また、コンサートホールには、クラシック音楽を愛する多くの人が集まります。
同じものに感動できる仲間との出会いが生まれることもありますよね。
40代になると「趣味友達」を作る機会が減りがちですが、コンサートはそんな出会いの場としても価値があるのです。
コンサートというと「高い」「敷居が高い」と感じる方も多いかもしれません。
しかし、市区町村の文化会館や公民館で開かれるコンサートは、1,000〜3,000円程度の手頃な価格で楽しめるものも多くあります。

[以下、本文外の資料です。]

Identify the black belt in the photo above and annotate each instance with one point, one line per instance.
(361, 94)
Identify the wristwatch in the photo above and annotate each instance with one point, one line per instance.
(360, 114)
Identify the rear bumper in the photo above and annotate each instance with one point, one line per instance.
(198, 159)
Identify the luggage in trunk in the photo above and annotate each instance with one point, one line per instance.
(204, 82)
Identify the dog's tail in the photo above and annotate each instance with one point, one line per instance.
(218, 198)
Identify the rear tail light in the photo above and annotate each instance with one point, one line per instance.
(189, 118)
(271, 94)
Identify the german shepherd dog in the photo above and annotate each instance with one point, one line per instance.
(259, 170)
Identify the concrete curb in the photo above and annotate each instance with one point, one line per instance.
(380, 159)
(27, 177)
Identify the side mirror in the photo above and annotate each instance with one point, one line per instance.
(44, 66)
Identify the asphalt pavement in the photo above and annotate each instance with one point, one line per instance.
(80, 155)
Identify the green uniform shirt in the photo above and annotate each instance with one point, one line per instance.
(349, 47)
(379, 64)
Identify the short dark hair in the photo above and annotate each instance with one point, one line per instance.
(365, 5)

まずは地元のホールのイベント情報をチェックしてみることから始めてみてください。
- 初めてのコンサートには「入門コンサート」「解説付きコンサート」がおすすめ。知識がなくても楽しめる
- 服装はスマートカジュアルが基本。ジーンズでも問題ないホールが多い
よくある質問

Q. クラシック音楽は知識がないと楽しめませんか?
いいえ、知識はまったく必要ありません。
まずは「何となく好き」と思える曲を見つけることが大切です。
交響曲の構造や作曲家の生涯を知らなくても、音楽の美しさや力強さを感じることは誰にでもできます。知識は、好きになってから自然についてきます。
Q. クラシック音楽はどこで聴けますか?
SpotifyやApple Musicなどのサブスクリプションサービスで、ほぼすべての名曲が聴けます。

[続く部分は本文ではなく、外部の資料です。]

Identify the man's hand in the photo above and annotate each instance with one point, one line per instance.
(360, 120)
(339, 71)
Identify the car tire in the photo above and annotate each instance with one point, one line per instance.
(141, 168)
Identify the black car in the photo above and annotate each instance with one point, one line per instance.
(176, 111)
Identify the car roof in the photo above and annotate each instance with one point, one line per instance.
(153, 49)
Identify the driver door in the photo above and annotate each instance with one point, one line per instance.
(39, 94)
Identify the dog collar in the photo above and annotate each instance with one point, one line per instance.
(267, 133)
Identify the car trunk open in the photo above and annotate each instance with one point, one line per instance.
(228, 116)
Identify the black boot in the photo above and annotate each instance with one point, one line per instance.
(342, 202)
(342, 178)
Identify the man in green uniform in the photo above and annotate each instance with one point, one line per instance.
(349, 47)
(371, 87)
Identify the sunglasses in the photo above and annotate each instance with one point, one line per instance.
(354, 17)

月額1,000円程度で世界中のクラシック音楽にアクセスできます。
まずはプレイリスト機能を使って「クラシック名曲100選」のような既成のリストから入るのもおすすめです。
Q. 40代から始めても遅くありませんか?
まったく遅くありません。
クラシック音楽は楽器演奏と違って、聴き始めるのにハードルがありません。
40代は人生経験が豊かなぶん、音楽の持つ感情や物語をより深く感じられる時期でもあります。実際に、クラシック音楽のファン層は30〜60代が中心です。

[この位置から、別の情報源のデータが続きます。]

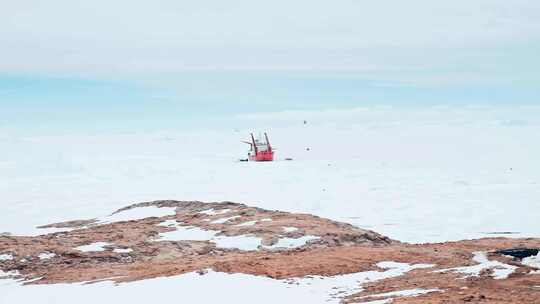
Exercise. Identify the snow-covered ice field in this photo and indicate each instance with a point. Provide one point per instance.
(417, 175)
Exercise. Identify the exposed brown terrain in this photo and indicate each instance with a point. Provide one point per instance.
(135, 250)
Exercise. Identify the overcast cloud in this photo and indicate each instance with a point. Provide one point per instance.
(460, 39)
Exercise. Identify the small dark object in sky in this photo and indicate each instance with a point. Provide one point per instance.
(519, 253)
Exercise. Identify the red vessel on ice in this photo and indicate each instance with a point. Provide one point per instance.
(260, 150)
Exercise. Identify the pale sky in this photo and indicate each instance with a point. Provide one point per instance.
(291, 54)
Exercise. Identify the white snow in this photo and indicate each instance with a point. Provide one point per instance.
(251, 223)
(398, 171)
(293, 243)
(183, 233)
(533, 261)
(214, 212)
(6, 257)
(168, 223)
(290, 229)
(46, 255)
(499, 270)
(403, 293)
(123, 250)
(137, 214)
(224, 220)
(194, 288)
(94, 247)
(242, 242)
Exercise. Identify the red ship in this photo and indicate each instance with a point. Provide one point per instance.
(260, 150)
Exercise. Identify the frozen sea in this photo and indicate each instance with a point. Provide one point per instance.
(419, 175)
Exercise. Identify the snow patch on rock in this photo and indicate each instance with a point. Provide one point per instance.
(499, 270)
(46, 255)
(6, 257)
(224, 220)
(212, 211)
(94, 247)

Q. 趣味としてのクラシック音楽は男性にも向いていますか?
はい、クラシック音楽は男性の趣味として非常におすすめです。
知的好奇心を刺激する奥深さがあり、聴き込むほどに新しい発見があります。
コンサートに行けば共通の話題で会話が広がりやすく、「趣味の話を気軽にできる」場面が増えるというメリットもあります。
Q. クラシック音楽を聴くのに向いている時間帯はありますか?
特に決まりはありませんが、寝る前・朝のルーティン中・テレワーク中のBGMとして使うのが人気です。
寝る前は睡眠改善効果を活かして、ゆっくりした曲を。
作業中はテンポが安定した曲を。朝は気分を整えるために明るい曲調のものをかけるなど、シーンに合わせて使い分けてみてください。
まとめ
この記事では、クラシック音楽を趣味にすることのメリットから、おすすめ名曲5選、コンサートの楽しみ方まで解説しました。
クラシック音楽には、ストレス解消・記憶力向上・睡眠の質改善という3つの科学的な効果があります。
難しいイメージを持たれがちですが、まずは知っている曲から聴き始めるだけで十分です。
今夜、仕事を終えたらベートーヴェンの「歓喜の歌」をかけながら、ゆっくりお茶でも飲んでみませんか?
クラシック音楽が、あなたの40代をほんの少し豊かにしてくれるかもしれません。